Importers face six-year record rule as UK carbon border tax nears

UK businesses importing steel, aluminium, cement, fertiliser or hydrogen products face a new compliance burden from 1 January 2027, when record-keeping requirements for the UK’s Carbon Border Adjustment Mechanism (CBAM) take effect. And in a detail that will catch many smaller firms off guard, using a customs broker or freight forwarder does not pass the responsibility on.

CBAM is a new tax designed to tackle so-called carbon leakage, ensuring that certain highly traded, carbon-intensive goods imported into the UK face a comparable carbon price to equivalent goods produced here. The mechanism, already a sticking point in the UK’s trade negotiations with India, is part of the government’s push towards net zero by 2050.

For the thousands of SMEs that import components, materials or finished goods in the five affected sectors, the practical impact starts well before any tax is due.

Records first, tax later

From 1 January 2027, any business importing CBAM goods must keep records relating to those imports, and keep them for six years. Businesses that fail to keep adequate records may be liable for penalties, so HMRC’s message is clear: find out what you need to do beforehand and get it right.
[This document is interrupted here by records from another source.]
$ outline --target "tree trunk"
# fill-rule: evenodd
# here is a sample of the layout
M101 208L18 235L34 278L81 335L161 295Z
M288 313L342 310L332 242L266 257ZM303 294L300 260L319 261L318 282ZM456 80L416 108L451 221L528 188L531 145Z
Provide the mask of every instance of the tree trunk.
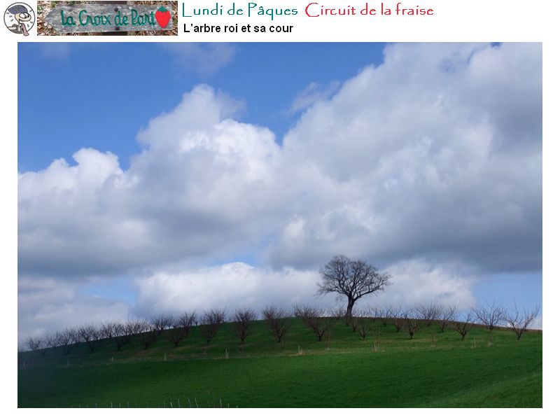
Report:
M351 298L348 298L348 306L346 307L346 325L350 323L350 320L352 318L352 308L354 307L356 301Z

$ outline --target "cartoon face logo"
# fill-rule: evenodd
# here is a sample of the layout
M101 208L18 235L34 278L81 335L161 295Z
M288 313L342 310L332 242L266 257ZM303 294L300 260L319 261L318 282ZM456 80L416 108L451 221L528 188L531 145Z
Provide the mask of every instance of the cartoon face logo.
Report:
M23 34L27 36L35 24L35 12L24 3L14 3L6 9L4 24L14 34Z

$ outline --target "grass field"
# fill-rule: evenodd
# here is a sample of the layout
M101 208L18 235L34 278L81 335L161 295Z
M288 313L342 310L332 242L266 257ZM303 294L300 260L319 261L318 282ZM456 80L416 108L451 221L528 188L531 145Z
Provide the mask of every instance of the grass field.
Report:
M120 351L105 341L19 355L19 407L538 407L542 336L471 330L464 341L424 328L413 340L376 321L365 340L344 321L328 343L293 319L284 348L256 323L240 351L232 326L210 346L199 328L179 346L164 337ZM374 349L374 344L377 348Z

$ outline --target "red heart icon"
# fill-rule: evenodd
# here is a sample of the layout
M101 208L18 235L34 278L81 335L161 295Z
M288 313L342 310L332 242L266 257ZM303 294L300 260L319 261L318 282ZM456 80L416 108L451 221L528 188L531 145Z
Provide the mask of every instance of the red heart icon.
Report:
M158 21L158 24L162 28L167 26L170 19L171 13L169 10L163 6L158 8L158 11L155 12L155 20Z

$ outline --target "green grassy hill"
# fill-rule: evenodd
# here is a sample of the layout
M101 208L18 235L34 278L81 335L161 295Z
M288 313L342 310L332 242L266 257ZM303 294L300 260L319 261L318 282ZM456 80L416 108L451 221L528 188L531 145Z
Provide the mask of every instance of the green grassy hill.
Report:
M19 407L531 407L542 405L542 336L447 329L413 340L379 321L365 340L340 321L328 342L299 319L282 349L257 321L240 351L232 326L210 346L193 327L178 347L147 349L133 337L120 351L104 340L19 355Z

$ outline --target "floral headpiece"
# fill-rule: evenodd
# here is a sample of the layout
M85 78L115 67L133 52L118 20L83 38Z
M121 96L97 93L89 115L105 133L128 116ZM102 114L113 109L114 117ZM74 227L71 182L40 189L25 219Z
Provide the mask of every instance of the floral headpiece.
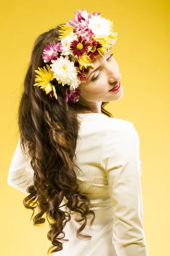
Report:
M50 45L46 44L42 55L45 63L50 61L52 64L47 64L47 70L38 67L34 70L35 81L34 86L41 86L49 98L57 99L55 87L51 81L55 79L59 84L64 86L67 84L65 99L66 102L74 102L79 100L82 91L79 85L86 82L88 67L93 67L92 61L97 56L106 53L107 49L111 50L115 44L117 33L113 32L113 21L102 18L101 12L94 12L92 15L85 9L74 12L74 19L71 18L70 23L59 25L61 43L56 44L53 41ZM60 52L60 56L58 56Z

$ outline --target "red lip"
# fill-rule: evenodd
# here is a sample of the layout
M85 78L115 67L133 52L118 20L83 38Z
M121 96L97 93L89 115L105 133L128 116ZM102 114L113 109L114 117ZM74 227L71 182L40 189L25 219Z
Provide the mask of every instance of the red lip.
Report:
M118 84L119 84L119 80L118 80L118 82L116 83L116 84L115 84L115 85L114 85L113 87L110 90L109 90L109 92L110 92L110 91L111 91L115 87L116 87L116 85L118 85Z

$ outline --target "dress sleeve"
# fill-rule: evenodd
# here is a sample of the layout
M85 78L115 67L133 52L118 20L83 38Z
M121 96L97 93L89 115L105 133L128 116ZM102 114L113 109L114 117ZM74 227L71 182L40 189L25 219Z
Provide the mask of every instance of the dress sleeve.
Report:
M113 209L112 243L118 256L147 256L142 224L140 142L133 123L126 122L107 134L103 146L102 165Z
M26 189L34 184L34 171L28 155L23 154L20 145L20 138L13 156L8 176L8 184L26 195Z

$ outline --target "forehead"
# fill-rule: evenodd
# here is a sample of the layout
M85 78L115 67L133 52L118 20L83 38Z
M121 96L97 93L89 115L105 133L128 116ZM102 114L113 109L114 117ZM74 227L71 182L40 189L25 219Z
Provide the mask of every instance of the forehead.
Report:
M107 52L106 53L102 53L103 56L100 55L99 56L98 56L96 58L94 58L93 61L91 61L94 66L93 67L89 67L89 69L91 70L96 67L97 67L100 64L100 63L101 61L102 61L102 59L105 58L106 55L108 53L108 52L109 50L108 49L107 49Z

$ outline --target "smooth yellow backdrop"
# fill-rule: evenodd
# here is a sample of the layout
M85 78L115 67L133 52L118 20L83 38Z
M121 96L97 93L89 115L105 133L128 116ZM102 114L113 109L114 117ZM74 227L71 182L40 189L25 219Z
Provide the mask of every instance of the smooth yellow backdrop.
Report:
M118 33L112 50L123 97L107 109L132 122L140 141L143 224L150 256L168 256L170 241L170 2L3 1L0 18L1 232L3 256L46 256L47 223L34 227L26 196L7 177L19 134L17 114L34 40L85 8L101 12Z

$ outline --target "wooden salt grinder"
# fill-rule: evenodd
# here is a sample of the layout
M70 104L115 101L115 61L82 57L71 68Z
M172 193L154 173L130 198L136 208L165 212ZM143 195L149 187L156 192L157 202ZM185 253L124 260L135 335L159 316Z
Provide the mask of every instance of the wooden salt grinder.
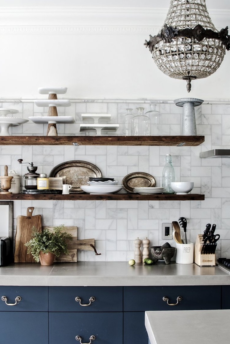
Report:
M4 166L4 175L0 176L1 180L1 187L3 191L1 191L0 194L12 194L9 190L11 187L11 180L13 178L13 176L8 175L8 166L5 165Z
M138 238L134 240L135 250L134 251L134 260L136 263L141 263L142 261L141 251L140 250L140 245L142 241Z
M146 258L149 258L149 247L150 244L150 240L147 238L147 237L142 240L143 244L143 251L142 252L142 262L144 262L144 260Z

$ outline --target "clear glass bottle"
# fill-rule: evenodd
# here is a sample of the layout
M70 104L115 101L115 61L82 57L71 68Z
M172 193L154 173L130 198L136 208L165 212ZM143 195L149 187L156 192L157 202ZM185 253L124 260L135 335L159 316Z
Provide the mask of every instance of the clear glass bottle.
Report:
M123 135L124 136L130 136L132 135L131 120L134 115L132 113L133 109L126 109L126 110L127 113L124 116L123 121Z
M144 114L145 109L137 108L137 115L132 119L132 135L146 136L151 135L151 122L149 117Z
M162 177L162 186L165 188L166 193L174 193L174 191L171 188L170 183L175 182L175 171L170 154L167 154L165 157L165 164L163 169Z
M150 104L149 110L145 115L149 117L151 121L151 135L162 135L161 116L156 110L156 104Z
Crucially, outsourcing your imports offers no escape. If a customs broker, freight forwarder, haulier or tax agent completes the import declaration on your behalf, you may still be classed as the importer and therefore responsible for meeting CBAM obligations.

The record-keeping duty applies regardless of whether a business will ultimately need to register for the tax. Full details of who needs to register and what records to keep are on GOV.UK.

Registration opens in 2028

Registration for CBAM opens on 1 January 2028. Businesses must register with HMRC if the value of CBAM goods imported over the previous 12 months exceeds the £50,000 threshold, or if they expect to import above it within the next 30 days.

That threshold is low enough to capture plenty of small manufacturers, builders’ merchants, fabricators and construction firms, not just large industrial importers.

Registered businesses must submit a return, even if there is no tax to pay, and settle any liability for the 1 January to 31 December 2027 accounting period by 31 May 2028.

HMRC says further guidance on CBAM rates, default emissions values and the monitoring, reporting and verification of emissions will be published in the coming months.

Another layer for stretched small firms

The timing will test smaller importers. Research shows SMEs are already falling behind on sustainability reporting, with just one in eight classed as net zero ready and two-thirds unfamiliar with basic emissions categories.

CBAM also lands amid a wider debate about carbon pricing, with plans to align UK carbon rules with the EU’s scheme drawing both criticism over costs and support from industries hoping to sidestep the EU’s own border levy.

For now, the advice for any business importing goods in the five sectors is simple. Check on GOV.UK whether your goods are in scope, work out whether you or your agent counts as the importer, and get your record-keeping in order before January 2027. Six years is a long time to keep paperwork, but a penalty from HMRC will feel longer.